BIND 9.3.5-P1 random UDP src ports: some DNS responses delivered to wrong process

[Irwin Tillman]

After upgrading to BIND 9.3.5-P1, I'm seeing some DNS responses
arriving at my host being misdirected to other processes (not named)
running on my host.

It appears to be because when named needs to send a query and chooses
a random UDP source port,
it's able to bind() that port even though the port's already in-use.

--

My platform is Solaris 10 on SPARC.

I have a RADIUS server already bound to IPv4 INADDR_ANY UDP port 1812,
specifying SO_REUSEADDR.

named is running without specifying any 'listen-on'  or 'query-source
address'.
I see that when it sends a query and chooses a random UDP source port
'x'
it binds the socket (which is waiting for the DNS response) to IPv4
INADDR_ANY UDP port 'x',
specifying SO_REUSEADDR.

Sometimes 'x' happens to be 1812.
Solaris 10 allows this second bind() to IPv4 INADDR_ANY UDP port 1812
to succeed;
I assume that's because of the SO_REUSEADDR.

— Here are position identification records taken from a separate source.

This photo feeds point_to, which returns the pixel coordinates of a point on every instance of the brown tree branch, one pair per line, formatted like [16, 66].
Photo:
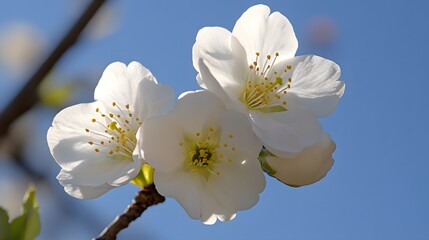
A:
[147, 197]
[28, 96]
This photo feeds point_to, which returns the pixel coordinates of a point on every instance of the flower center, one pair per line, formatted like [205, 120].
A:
[205, 150]
[265, 88]
[116, 136]
[201, 156]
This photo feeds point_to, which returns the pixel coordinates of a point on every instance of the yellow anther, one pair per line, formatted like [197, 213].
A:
[112, 126]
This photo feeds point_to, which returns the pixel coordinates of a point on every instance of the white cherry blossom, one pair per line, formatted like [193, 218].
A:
[306, 167]
[254, 71]
[205, 157]
[95, 143]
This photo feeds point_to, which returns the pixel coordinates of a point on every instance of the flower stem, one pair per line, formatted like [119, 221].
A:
[147, 197]
[27, 97]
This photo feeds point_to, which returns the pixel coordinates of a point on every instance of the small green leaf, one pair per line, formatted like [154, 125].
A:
[27, 226]
[4, 225]
[145, 176]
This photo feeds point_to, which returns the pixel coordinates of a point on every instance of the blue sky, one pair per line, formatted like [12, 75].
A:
[378, 186]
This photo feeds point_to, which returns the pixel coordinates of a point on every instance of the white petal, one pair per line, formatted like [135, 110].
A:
[315, 81]
[224, 57]
[119, 83]
[98, 172]
[85, 192]
[67, 138]
[309, 166]
[159, 141]
[196, 111]
[212, 210]
[238, 184]
[267, 34]
[187, 189]
[289, 131]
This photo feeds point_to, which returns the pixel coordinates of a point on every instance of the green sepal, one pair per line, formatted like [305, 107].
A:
[145, 176]
[27, 226]
[4, 225]
[264, 164]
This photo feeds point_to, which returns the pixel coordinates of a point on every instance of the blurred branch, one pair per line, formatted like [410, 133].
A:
[28, 96]
[147, 197]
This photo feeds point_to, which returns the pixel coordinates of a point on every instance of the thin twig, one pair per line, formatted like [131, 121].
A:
[147, 197]
[28, 96]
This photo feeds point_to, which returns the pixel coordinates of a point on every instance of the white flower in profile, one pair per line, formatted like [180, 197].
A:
[255, 71]
[205, 157]
[95, 143]
[307, 167]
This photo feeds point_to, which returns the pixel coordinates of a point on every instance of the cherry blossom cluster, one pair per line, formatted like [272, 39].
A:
[209, 150]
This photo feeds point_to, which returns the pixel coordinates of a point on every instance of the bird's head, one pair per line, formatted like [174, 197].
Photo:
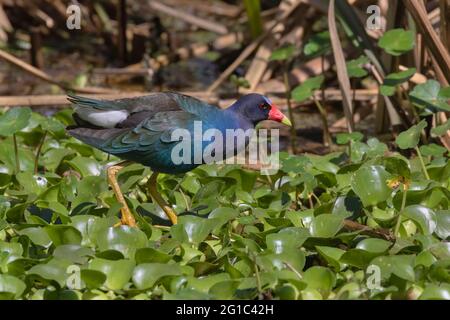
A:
[256, 107]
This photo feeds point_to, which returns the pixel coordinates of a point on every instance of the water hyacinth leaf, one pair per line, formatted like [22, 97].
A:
[14, 120]
[369, 183]
[347, 206]
[326, 225]
[441, 250]
[331, 255]
[295, 164]
[306, 89]
[86, 166]
[441, 129]
[73, 253]
[394, 79]
[32, 183]
[147, 274]
[278, 261]
[429, 97]
[410, 138]
[318, 44]
[92, 279]
[436, 292]
[117, 272]
[224, 290]
[374, 245]
[63, 234]
[397, 41]
[400, 265]
[320, 279]
[432, 150]
[193, 229]
[424, 217]
[37, 235]
[12, 285]
[355, 68]
[344, 138]
[398, 166]
[148, 255]
[283, 53]
[54, 270]
[376, 148]
[223, 215]
[443, 224]
[124, 239]
[280, 242]
[204, 284]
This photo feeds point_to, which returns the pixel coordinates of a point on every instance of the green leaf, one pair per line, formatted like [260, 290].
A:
[344, 138]
[432, 150]
[54, 270]
[147, 274]
[397, 41]
[410, 138]
[369, 183]
[401, 265]
[124, 239]
[374, 245]
[424, 217]
[37, 235]
[355, 68]
[318, 44]
[192, 229]
[63, 234]
[86, 166]
[73, 253]
[147, 255]
[394, 79]
[306, 89]
[331, 255]
[436, 292]
[92, 278]
[320, 279]
[441, 130]
[326, 225]
[443, 224]
[429, 97]
[117, 272]
[14, 120]
[13, 285]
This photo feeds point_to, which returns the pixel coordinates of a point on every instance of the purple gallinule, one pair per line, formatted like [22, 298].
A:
[141, 130]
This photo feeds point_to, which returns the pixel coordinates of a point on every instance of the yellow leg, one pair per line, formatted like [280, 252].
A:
[152, 188]
[127, 217]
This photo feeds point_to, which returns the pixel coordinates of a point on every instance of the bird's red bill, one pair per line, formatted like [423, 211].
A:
[276, 115]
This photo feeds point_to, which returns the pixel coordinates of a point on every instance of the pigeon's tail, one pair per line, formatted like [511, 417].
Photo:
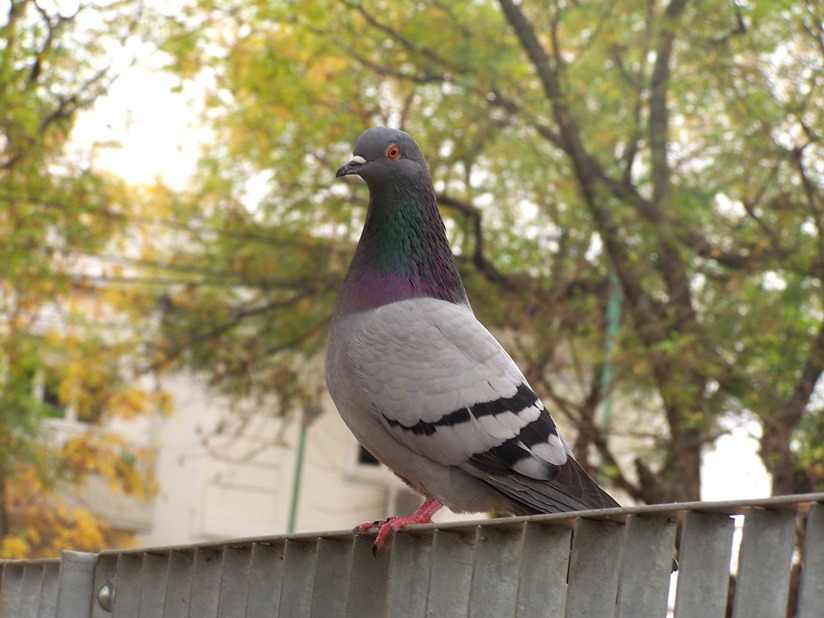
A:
[571, 489]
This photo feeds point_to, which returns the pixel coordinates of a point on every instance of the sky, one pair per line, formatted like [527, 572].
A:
[156, 127]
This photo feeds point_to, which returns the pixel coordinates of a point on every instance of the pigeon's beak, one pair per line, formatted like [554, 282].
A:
[351, 167]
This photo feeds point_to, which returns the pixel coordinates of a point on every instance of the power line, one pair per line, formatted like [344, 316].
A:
[183, 226]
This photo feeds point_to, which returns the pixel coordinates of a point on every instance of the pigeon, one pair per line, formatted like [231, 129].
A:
[419, 381]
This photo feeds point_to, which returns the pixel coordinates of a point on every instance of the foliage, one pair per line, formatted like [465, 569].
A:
[673, 143]
[64, 335]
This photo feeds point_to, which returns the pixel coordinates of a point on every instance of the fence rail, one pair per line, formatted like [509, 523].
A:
[613, 562]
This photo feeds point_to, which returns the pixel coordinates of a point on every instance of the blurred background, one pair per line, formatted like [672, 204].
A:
[634, 192]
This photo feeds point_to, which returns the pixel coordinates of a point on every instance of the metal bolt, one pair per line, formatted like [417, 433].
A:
[105, 597]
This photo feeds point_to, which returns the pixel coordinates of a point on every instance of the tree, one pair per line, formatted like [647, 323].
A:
[674, 144]
[65, 333]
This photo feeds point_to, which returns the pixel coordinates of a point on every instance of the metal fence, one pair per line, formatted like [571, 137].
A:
[614, 562]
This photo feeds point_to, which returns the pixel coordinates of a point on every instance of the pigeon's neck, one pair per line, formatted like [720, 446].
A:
[403, 252]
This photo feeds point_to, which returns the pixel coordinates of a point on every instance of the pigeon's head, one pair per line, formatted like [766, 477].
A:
[383, 154]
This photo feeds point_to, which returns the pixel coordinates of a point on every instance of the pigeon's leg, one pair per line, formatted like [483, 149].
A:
[422, 516]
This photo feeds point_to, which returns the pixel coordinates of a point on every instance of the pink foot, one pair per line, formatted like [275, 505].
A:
[422, 516]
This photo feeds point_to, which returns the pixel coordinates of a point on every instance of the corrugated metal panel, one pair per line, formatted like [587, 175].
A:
[615, 562]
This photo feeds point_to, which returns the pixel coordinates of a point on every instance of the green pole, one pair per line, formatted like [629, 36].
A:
[293, 507]
[608, 368]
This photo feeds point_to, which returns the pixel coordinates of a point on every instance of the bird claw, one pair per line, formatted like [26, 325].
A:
[368, 525]
[385, 526]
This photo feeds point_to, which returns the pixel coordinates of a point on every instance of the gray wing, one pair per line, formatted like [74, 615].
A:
[445, 388]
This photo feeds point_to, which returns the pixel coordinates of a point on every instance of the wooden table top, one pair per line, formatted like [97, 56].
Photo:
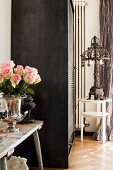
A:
[8, 141]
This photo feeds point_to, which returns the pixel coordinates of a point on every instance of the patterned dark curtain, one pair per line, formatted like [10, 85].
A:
[106, 40]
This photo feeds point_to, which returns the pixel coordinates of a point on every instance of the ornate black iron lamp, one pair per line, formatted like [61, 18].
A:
[99, 56]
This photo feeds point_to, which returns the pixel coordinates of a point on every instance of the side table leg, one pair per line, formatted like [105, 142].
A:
[3, 164]
[82, 127]
[38, 149]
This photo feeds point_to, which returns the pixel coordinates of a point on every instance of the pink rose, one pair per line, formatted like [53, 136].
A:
[19, 69]
[29, 78]
[7, 72]
[30, 70]
[1, 78]
[15, 79]
[8, 63]
[38, 79]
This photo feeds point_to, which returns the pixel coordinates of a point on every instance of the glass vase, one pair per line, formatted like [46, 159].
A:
[13, 108]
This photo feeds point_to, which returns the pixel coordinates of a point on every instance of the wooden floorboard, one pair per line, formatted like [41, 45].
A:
[90, 155]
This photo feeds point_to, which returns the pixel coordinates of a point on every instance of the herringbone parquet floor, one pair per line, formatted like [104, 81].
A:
[90, 155]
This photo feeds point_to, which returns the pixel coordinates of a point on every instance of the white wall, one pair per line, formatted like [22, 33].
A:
[5, 30]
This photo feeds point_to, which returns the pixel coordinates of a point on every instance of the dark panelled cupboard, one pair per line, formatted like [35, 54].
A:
[42, 37]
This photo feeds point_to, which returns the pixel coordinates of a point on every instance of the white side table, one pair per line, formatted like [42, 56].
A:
[102, 114]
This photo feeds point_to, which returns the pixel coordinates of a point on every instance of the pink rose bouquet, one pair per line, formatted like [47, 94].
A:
[15, 79]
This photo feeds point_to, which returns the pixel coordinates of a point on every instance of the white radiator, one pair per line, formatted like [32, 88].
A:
[79, 27]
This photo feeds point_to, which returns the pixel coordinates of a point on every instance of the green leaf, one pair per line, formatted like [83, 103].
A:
[30, 91]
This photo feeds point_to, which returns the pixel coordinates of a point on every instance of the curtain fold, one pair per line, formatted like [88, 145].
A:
[106, 41]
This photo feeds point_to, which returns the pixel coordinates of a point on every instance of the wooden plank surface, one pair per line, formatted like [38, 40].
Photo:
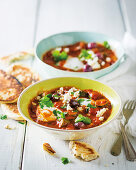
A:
[128, 8]
[16, 33]
[59, 16]
[29, 21]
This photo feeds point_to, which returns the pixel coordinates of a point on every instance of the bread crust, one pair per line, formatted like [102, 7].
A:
[83, 150]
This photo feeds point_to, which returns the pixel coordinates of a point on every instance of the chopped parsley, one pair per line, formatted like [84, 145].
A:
[91, 106]
[83, 94]
[72, 93]
[59, 114]
[63, 107]
[85, 55]
[106, 44]
[65, 160]
[2, 117]
[45, 101]
[58, 56]
[21, 123]
[81, 100]
[81, 118]
[56, 96]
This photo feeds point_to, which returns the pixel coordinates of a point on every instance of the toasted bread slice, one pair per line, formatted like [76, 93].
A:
[7, 60]
[10, 88]
[83, 150]
[11, 111]
[24, 75]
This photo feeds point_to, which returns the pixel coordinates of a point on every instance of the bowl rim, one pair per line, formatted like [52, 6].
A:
[65, 130]
[64, 71]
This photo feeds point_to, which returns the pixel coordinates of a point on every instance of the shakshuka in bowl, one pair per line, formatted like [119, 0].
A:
[69, 107]
[81, 54]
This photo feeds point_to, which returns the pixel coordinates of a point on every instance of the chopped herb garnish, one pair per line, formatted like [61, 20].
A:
[81, 100]
[83, 94]
[45, 101]
[58, 56]
[63, 107]
[21, 122]
[81, 118]
[106, 44]
[2, 117]
[85, 55]
[91, 106]
[65, 160]
[59, 114]
[49, 95]
[56, 96]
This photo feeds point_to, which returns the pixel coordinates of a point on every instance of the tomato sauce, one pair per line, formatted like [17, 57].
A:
[70, 108]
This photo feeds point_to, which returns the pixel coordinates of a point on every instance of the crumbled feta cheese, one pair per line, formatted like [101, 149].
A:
[101, 112]
[60, 91]
[102, 63]
[96, 66]
[85, 102]
[66, 98]
[73, 63]
[92, 53]
[78, 48]
[66, 50]
[68, 107]
[58, 49]
[101, 118]
[108, 59]
[93, 63]
[76, 94]
[80, 109]
[7, 126]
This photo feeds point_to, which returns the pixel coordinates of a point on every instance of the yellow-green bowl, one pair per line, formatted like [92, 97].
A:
[81, 83]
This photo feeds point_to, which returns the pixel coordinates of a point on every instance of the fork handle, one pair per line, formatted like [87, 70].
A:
[129, 150]
[116, 148]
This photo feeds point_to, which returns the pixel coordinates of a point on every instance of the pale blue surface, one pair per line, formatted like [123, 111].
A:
[70, 38]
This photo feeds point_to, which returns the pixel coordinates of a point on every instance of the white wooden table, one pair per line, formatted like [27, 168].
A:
[25, 22]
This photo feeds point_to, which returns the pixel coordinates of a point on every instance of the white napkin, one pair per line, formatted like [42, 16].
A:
[123, 80]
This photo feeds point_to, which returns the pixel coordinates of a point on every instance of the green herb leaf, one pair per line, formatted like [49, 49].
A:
[2, 117]
[81, 118]
[59, 114]
[58, 56]
[65, 160]
[21, 122]
[85, 55]
[55, 112]
[56, 96]
[45, 101]
[49, 95]
[91, 106]
[63, 107]
[106, 44]
[81, 100]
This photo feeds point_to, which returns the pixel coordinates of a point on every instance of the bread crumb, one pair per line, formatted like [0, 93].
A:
[48, 148]
[7, 126]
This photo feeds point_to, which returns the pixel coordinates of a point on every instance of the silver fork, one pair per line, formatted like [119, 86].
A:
[128, 109]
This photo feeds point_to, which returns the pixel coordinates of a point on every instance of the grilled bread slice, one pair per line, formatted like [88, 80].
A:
[7, 60]
[11, 111]
[10, 88]
[24, 75]
[83, 150]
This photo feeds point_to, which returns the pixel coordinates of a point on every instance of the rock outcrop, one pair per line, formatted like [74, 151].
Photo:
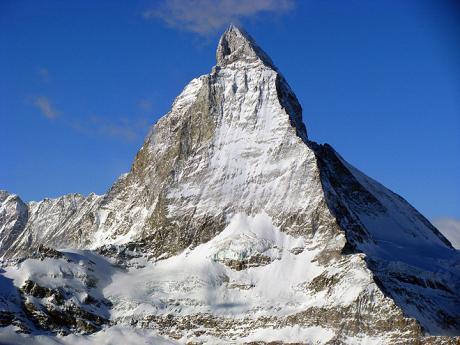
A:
[232, 221]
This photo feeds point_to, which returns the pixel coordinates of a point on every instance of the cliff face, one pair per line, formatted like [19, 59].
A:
[232, 221]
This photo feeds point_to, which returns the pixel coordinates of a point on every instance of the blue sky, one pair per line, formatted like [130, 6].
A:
[82, 81]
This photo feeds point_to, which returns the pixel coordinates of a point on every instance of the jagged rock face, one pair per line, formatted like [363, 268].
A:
[231, 220]
[13, 219]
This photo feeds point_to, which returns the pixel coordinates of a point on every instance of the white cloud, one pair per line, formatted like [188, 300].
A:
[208, 16]
[125, 129]
[145, 105]
[45, 107]
[450, 228]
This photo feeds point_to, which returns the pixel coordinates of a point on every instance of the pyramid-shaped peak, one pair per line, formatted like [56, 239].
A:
[237, 45]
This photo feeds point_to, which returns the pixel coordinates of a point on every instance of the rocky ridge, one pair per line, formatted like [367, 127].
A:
[231, 222]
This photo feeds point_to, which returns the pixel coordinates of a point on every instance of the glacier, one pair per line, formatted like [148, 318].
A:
[232, 226]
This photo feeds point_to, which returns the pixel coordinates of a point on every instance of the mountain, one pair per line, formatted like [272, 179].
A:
[450, 228]
[232, 226]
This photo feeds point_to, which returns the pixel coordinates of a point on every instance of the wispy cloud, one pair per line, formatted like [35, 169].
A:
[44, 74]
[145, 105]
[45, 107]
[208, 16]
[126, 129]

When the DNS response to the query arrives, Solaris may deliver it
to the RADIUS server; I can confirm that because my RADIUS server
logs these packets as malformed in various ways.

(I imagine that the converse may also be true; that some of the
packets sent by RADIUS clients to
the RADIUS server  may instead be delivered to named, but am not
running named at a high enough
logging level to confirm that.)

For a long-running UDP-based server running on a fixed UDP port,
I see I can work around this using named's new 'avoid-v4-udp-ports'
option.
But I imagine that won't solve the problem in general;  there may
be other UDP servers (say RPC-based servers) that pick ephemeral UDP
ports each time they start;
I can't specify those ports in named's 'avoid-v4-udp-ports' option.

Have I missed something here?
(Is it right for BIND to specify SO_REUSEADDR when it binds a socket
it will use for a UDP query with a random UDP source port?)